The original version of MaxDiff was made to work with individual-level analysis like this and PIE shares this extreme scalability: We can get good importance measures for individual respondents, entire populations or any subgroups of interest. That means that CX researchers can slice and dice the PIE importance results in any way required by their research objectives, without having to keep going back to rerun the model with subsets of respondents (as they would have to do if they derived importances via regression). 

Moreover, we know from research on “sparse” MaxDiff designs that even if we don’t show each attribute at least three times per respondent we can still get good sample-level or subgroup-level utilities by asking enough questions so that each respondent sees each attribute at least once (Chrzan and Peitz 2019). This means we could handle a PIE with 100 attributes by asking 20 questions each with five attributes and the “none.” CX research doesn’t usually require respondent-level importances, so we recommend this sparse-design strategy instead of requiring each item to appear three times per respondent, at least when we have more than 20 or so attributes. 

Other MaxDiff design technologies (something called Express MaxDiff) may even produce good sample and subgroup-level utility estimates when respondents see attributes less than one time, on average, and, like the “sparse” design strategy in MaxDiff, these can be applied to PIE as well. 

Of course, PIE does require some investment in questionnaire real estate: the PIE questions take respondents a bit longer to answer than do stated importance ratings (MaxDiff questions take about four times as long as importance ratings but PIE are simpler and should not take quite that long). CX researchers who want to know how to move the needle, however, should find this a small price to pay to get attribute prioritization they cannot get from importance ratings or from derived importances. 

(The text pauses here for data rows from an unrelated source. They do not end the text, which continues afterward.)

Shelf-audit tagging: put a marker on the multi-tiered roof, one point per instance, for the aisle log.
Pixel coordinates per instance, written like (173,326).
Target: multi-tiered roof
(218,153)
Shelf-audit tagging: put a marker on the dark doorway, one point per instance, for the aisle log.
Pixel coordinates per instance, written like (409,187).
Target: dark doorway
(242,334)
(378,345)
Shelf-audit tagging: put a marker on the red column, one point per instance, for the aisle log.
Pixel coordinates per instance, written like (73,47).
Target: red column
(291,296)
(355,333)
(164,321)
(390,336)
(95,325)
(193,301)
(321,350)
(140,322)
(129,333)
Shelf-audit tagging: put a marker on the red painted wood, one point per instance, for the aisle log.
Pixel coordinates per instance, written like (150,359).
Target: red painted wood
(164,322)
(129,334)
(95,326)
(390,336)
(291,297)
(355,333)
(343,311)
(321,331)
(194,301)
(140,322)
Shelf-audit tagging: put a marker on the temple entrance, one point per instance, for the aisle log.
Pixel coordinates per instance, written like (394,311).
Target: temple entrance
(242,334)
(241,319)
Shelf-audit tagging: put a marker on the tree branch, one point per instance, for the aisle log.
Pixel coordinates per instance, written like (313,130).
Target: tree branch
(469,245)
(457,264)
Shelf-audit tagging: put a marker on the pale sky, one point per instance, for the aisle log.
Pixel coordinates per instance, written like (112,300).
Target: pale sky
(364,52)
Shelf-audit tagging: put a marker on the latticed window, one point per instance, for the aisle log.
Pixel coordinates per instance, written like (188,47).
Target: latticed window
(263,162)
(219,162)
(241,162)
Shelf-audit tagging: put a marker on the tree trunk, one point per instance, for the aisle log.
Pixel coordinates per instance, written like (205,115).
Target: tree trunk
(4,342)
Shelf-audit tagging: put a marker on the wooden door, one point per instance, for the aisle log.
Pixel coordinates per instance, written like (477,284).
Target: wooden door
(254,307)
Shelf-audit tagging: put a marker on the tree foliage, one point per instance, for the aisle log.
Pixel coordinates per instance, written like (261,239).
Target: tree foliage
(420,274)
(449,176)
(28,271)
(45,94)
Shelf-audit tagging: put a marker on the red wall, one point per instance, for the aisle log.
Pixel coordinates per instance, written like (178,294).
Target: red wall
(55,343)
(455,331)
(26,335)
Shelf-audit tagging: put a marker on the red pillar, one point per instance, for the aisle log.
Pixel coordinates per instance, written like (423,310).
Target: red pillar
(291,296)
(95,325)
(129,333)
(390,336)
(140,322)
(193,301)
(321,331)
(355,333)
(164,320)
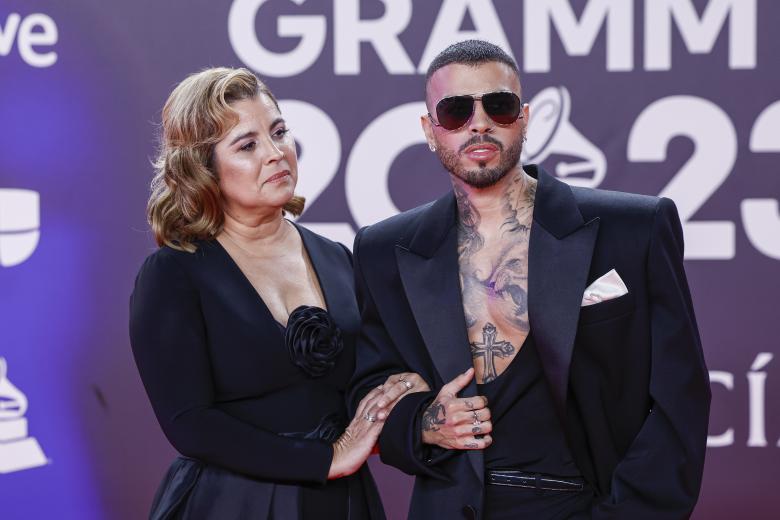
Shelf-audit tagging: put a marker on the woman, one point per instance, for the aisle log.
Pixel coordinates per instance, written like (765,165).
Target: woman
(243,324)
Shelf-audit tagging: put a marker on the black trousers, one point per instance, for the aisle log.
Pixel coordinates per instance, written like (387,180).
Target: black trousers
(505,503)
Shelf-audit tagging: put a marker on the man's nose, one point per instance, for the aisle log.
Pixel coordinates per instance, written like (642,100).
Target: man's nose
(480,122)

Sensitive and discriminating 

CX researchers can avoid the serious problems that plague both stated importance ratings and derived importance analysis by using a performance improvement experiment. PIE involves experimentally designed questions which, upon analysis, produce extremely sensitive and discriminating measures of the attributes most able to improve the customer experience – the single most valuable goal of CX research. As a special case of MaxDiff, PIE shares many of the strengths of MaxDiff, namely its robustness and scalability, its flexibility, its familiarity to researchers and its implementation via readily available software. 

References

Bass, F.M. and Wilkie, W.L. (1973) “A comparative analysis of attitudinal predictions of brand preference.” Journal of Marketing Research, 10, 262–269. 

Beckwith, N.E. and Lehmann, D. (1973) “The importance of differential weights in multi-attribute models of consumer attitude.” Journal of Marketing Research, 10, 141–145.

Chrzan, K. and N. Golovashkina (2006) “An empirical test of six stated importance measures.” International Journal of Market Research, 48(6), 717-740.

Chrzan, K. and M. Peitz (2019) “Best-worst scaling with many items.” Journal of Choice Modeling, 30: 61-72.

Dawes, R.M. and B. Corrigan (1974) “Linear models in decision making.” Psychological Bulletin, 81: 95-106.

Reichheld, F.F. (2003) “The one number you need to grow.” Harvard Business Review, 81, 46-55.

Thorndike, E. (1920) “A constant error in psychological ratings.” Journal of Applied Psychology, 4: 25-29. http://dx.doi.org/10.1037/h0071663

Thurstone, L.L. (1927) “A law of comparative judgment.” Psychological Review, 34(4), 273–286.

Westbrook, R.A. (1980) “A rating scale for measuring product/service satisfaction.” Journal of Marketing 44(4), 68-72. 

Wilkie, W.L. and Pessemier, E.A. (1973) “Issues in marketing’s use of multi-attribute attitude models.” Journal of Marketing Research, 10, 428–441.